2012年4月4日水曜日

保険会社の商品②

保険会社の運用商品は証券会社の商品とは根本が異なります。
証券会社でファンド(投資信託)を一括で買い付けたり積み立てる場合は、証券会社を通して契約者名義でファンドを購入することとなります。

一方、保険会社の場合は加入者(契約者)は保険会社にお金を預けて保険会社がその資金を国債やファンドなどに投資して運用します。
国債に投資する場合が定額個人年金保険で、ファンドで運用する場合が変額個人年金保険です。
いずれも契約者(加入者)の名義で国債やファンドを購入することはありません。

今流行りの欧州保険会社の年金プランを「ファンドラップ」や「ファンドオブファンズ」などと呼んでいる方がいますが、これはとんでもない間違いです。
ファンドオブファンズは契約者名義で買い付けたファンドから複数の子ファンドに分散投資される仕組みです。
保険会社の運用商品は、そもそも契約者の名義でファンドを買い付けることはないのですからこれは一つ目のボタンを掛け間違っているということです。

欧州保険会社の年金プランは、加入者が保険会社にお金を預けて保険会社がファンドで運用するという変額年金です。
一括投資の商品は一時払い変額年金という訳です。

保険機能がついているものは変額年金保険に、ないものは変額年金ということになります。
いずれのプランも保険会社の商品のしくみには変わりがなく、証券会社の商品とは根本が異なるのです。

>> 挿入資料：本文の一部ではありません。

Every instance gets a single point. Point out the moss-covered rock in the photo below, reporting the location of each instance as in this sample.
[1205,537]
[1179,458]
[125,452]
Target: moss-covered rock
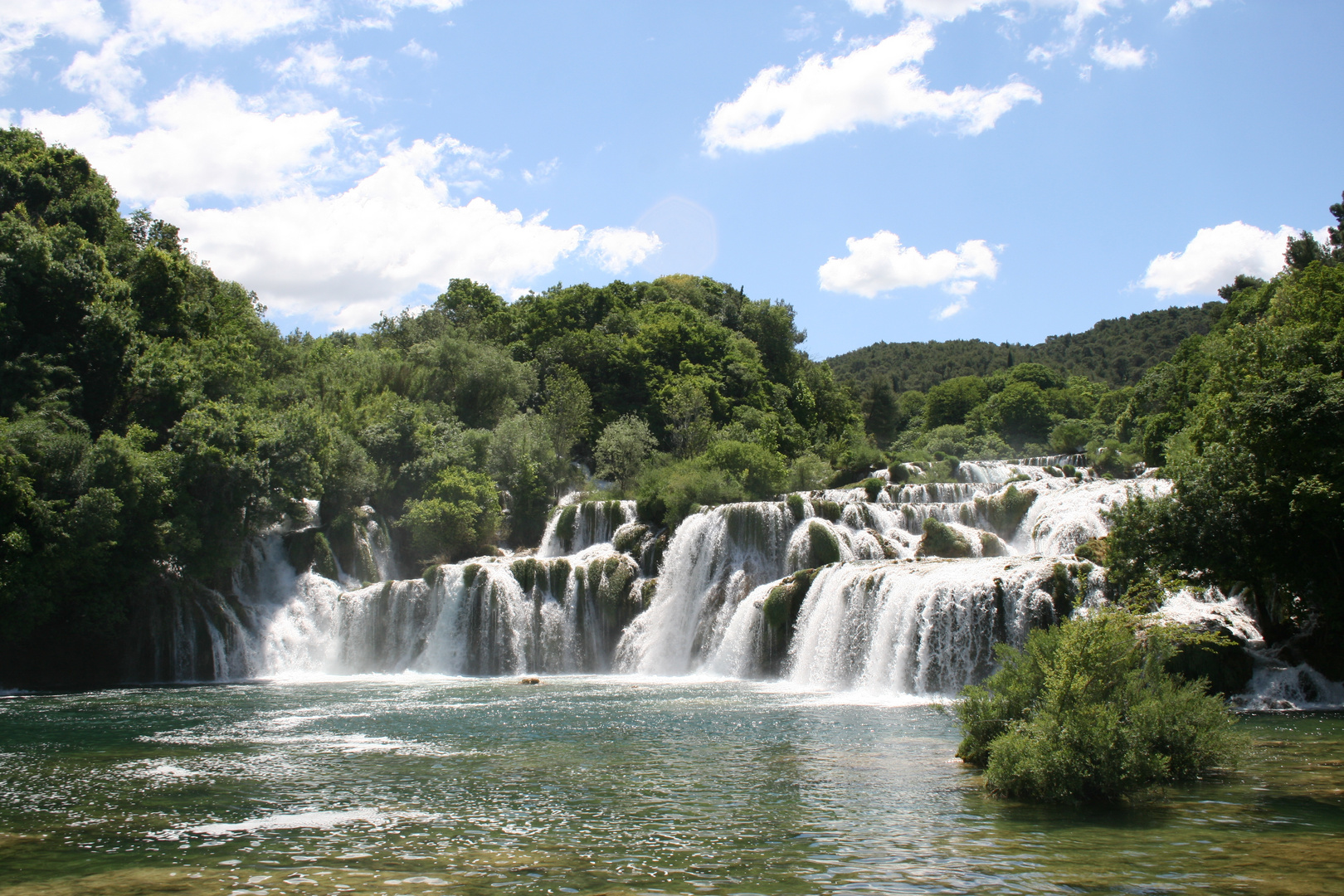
[631,538]
[991,546]
[1062,589]
[565,525]
[1093,550]
[828,511]
[782,606]
[309,550]
[889,550]
[1004,512]
[823,544]
[559,572]
[524,572]
[941,540]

保険会社の商品を証券畑の商品のように論じて、証券畑の法律でこれを規制しようという動きがあるようですが、根本的に保険会社の商品は仕組みがまったく違うのですから無理があるのではないかと考えられます。

保険会社の商品

保険会社の販売している商品には同じ特徴があります。
この特徴は商品によりません。死亡保障や医療保障のような保障商品でも終身保険や養老保険のような貯蓄性の保険でも個人年金でも同じです。
また、保険会社にもよりません。日本の保険会社でも外資系でも海外でも同じです。

それは、当初の保険料の多くの部分が売る側のコミッションに回るということです。
加入者が支払う保険料は保障や貯蓄に回る純保険料と、保険会社の事業費に回る付加保険料の合計で決められています。
この事業費(ほとんどが代理店や募集人のコミッション)に特に一年目の掛け金(保険料)の多くが回されるのです。

誤解していただきたくないので申し上げますが、だから保険会社の売っている商品が悪い訳ではないのです。
世界中の保険会社の商品は同じ特徴があり、売る側の熱心な理由を理解しておくことが大切なのです。

人海戦術で展開するには売る側に多大な収益がないと経費倒れとなります。
ですから、保険会社の商品が売る側に高収益なのは悪いことではないのです。
そうでないと、加入者が商品情報を知ることが出来ないからです。

世の中には買う側には大変いい商品なのだが、売る側にメリットがないから普及していないものやサービスもあるのですから。